# Having a rough weekend, and just snow balling through out the week NEWBIE



## Kpeters (Dec 10, 2013)

I am new to these forums, so I apologize if my writing is hard to understand. My husband and I have been having issues steming from the fact he is completely cut off emotionally to me, and in turn I really have no want for a physical relationship. We have two kids though, and we generally don't fight about it anymore. 
My husband and I have been only married 2 years, together for 7, and have two kids (5 and 3) It was a pretty quick relationship, but it was really good for a while. Until about the last year. 
This Friday I went out with my new work friends (mostly male, and I think most are married) It was just a good time, and I met up with a friend of mine and my husbands, my best girl friend. I texted him that since I was 40 minutes away from home, if he minded if I crashed at her place because I could really use the girl time, and it's been icy. 
That night I talked long and hard with my friend about all the issues my husband and I were having, and the fact I was thinking of starting the way to separation. She even talked me out of it, and just let him know all the issues I have been having.
I talked and wrote him a letter with the stuff I couldn't say, since we never can talk, the next evening. He was so understanding, and told me to take as much time as I needed. I moved into my daughter's room, because he has a real issue with understanding why I am not wanting a physical relationship when I don't feel emotionally okay. 
The next day he was so supportive, helpful, and basically I think wanted to show me we can work it out. He even asked if he could still tell me he loved me, and of course I told him yes, I didn't want him to stop, I just wanted to work things out with out being pressured to be physical, or go back to our old ways. . 
Today was a day of ups and downs. When I went to work he started sending me texts about how he totally understands, and loves me, and knows I am finding new friends at work. He was sorry for not giving me any time, or praise for getting a job after 5 years, and if for some reason I found happiness somewhere else he understands. I responded about an hour later because I was getting the kids packed up and me ready, about how awesome he was being, how I loved him, and thanked him for working with me on this. I really had hope. 
Then I came home to a frustrated, annoyed, and snippy husband. I couldn't understand what was going on!
I finally got it out of him that his ex (300 miles away thank goodness) and him talked about our situation, and the only logical reasoning was I met up with someone on my night out, probably slept with him, and came up with some BS to cover. SERIOUSLY!! I guess they were talking all day, and he was mad. He even said I was probably just freaking out because of how quickly we went from dating to babies, and living together. I freaked out about that 5 years ago, realized I loved him, my daughter, and calmed my roll! 
This is the problem. Instead of approaching me, in a blunt way, he went off and got everything so twisted. I am beyond mad. I dont even know how to be nice right now, even though everyone says to think before you speak when your marriage is in trouble. 
Anyone with advise? I dont even know what to do right now.


----------



## bravenewworld (Mar 24, 2013)

Seeking counsel from his ex after playing nice guy seems very passive aggressive to me. Is this a typical pattern in how your spouse deals with conflict?

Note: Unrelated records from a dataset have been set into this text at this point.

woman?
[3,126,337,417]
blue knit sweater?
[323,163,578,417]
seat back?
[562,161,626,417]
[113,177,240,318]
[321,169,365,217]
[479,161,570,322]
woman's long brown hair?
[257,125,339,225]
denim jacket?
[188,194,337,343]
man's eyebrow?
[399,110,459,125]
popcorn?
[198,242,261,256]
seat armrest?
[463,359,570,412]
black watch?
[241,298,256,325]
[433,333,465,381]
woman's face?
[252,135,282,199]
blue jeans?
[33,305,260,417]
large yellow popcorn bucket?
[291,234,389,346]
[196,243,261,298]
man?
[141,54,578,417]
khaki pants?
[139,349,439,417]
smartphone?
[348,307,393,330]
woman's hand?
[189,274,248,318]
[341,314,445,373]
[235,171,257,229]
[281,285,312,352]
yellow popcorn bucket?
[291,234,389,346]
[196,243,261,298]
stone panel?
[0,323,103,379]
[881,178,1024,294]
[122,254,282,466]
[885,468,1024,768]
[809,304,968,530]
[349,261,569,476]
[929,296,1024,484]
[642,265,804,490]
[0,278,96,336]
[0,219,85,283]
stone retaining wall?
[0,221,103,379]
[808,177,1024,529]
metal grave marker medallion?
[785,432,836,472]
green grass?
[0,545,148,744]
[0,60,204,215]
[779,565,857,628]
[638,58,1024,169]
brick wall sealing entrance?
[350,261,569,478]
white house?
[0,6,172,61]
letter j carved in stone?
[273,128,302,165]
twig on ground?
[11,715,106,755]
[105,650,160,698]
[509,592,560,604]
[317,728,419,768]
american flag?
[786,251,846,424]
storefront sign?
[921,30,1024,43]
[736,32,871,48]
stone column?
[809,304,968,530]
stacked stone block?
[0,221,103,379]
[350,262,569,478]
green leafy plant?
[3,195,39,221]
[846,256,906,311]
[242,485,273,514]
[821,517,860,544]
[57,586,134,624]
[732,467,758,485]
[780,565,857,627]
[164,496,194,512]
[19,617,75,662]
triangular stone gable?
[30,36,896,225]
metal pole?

You have a right to whatever you are feeling. Remember, no storm in nature lasts forever. Whatever the outcome, you and your spouse will both be ok.

If this is an emotionally volatile situation, I'd recommend you journal more about your feelings and wait to discuss them with a licensed marriage and/or individual counselor. Sometimes whatever you say is just throwing fuel onto the fire. 

Right now take a hot shower, a nap, make a cup of tea, whatever relaxes you and makes you feel good. All will be sorted out, just not immediately.


----------



## questar1 (Aug 4, 2011)

MC.... ASAP. 
Establish that his ex is clearly not a friend of the marriage. 
And start talking (in MC). It's time.


----------



## Willowfin (Jan 2, 2012)

I'd be fuming too if I felt my H was emotionally cut off from me but able to open up to an ex about the problems we were having. 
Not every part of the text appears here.